Doerr and others urged the FASB to delay any changes pending the outcome of a review by Jeffrey Garten, dean of the Yale School of Management. At the request of Securities and Exchange Commission Chairman Arthur Levitt, Garten's group will consider changes, including in the accounting for intangible assets.

The FASB's view that intangible assets lose value over time deserves to be re-examined, according to Martin Regalia, chief economist for the U.S. Chamber of Commerce. Goodwill in the old economy may have been a deteriorating asset, but "goodwill in the new economy may not be," Regalia said.

"In the case of a successful merger, goodwill should actually increase," as the value of the merged companies exceeds the two former stand-alones, added Kimberly Pinter, finance and tax director for the National Association of Manufacturers.

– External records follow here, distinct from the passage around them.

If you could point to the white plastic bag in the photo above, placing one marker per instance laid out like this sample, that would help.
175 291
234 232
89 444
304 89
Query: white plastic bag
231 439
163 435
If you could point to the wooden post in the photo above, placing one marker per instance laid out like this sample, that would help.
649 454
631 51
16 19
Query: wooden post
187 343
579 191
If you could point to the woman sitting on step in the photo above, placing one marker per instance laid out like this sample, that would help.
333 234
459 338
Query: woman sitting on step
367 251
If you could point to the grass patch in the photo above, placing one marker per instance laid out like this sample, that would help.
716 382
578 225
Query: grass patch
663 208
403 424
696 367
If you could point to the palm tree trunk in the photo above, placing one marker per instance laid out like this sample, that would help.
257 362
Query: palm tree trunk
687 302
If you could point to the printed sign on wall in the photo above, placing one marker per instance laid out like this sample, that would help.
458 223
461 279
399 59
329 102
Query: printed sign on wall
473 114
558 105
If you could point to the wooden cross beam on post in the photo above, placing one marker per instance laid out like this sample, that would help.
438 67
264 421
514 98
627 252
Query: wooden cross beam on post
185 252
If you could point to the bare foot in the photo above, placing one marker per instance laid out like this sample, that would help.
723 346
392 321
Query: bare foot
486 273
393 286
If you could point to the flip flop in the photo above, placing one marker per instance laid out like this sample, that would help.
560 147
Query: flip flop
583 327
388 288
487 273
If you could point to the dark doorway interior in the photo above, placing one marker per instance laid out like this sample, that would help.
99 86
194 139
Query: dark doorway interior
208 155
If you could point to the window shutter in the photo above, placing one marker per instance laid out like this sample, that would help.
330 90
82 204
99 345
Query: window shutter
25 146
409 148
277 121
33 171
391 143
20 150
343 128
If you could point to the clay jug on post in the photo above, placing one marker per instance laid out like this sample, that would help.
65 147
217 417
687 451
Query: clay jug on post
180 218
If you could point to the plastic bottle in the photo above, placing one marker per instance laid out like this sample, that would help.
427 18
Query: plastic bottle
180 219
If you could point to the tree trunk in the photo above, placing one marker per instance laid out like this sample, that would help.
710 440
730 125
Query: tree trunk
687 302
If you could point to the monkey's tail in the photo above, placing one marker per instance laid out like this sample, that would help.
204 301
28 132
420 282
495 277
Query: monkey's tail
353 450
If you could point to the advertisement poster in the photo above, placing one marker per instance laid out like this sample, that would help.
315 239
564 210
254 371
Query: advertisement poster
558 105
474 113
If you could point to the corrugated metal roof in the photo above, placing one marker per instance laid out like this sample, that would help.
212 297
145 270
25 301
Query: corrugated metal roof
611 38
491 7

Pinter said traditional manufacturers oppose elimination of pooling, but said some may have hesitated to criticize the FASB for fear that might invite scrutiny from the SEC.

Jenkins said the FASB has received hundreds of letters on the proposed elimination of pooling and is now evaluating them. The independent standard-setting organization has held four days of public hearings in San Francisco and New York, and will hold more such hearings before any final decision is made, Jenkins stressed.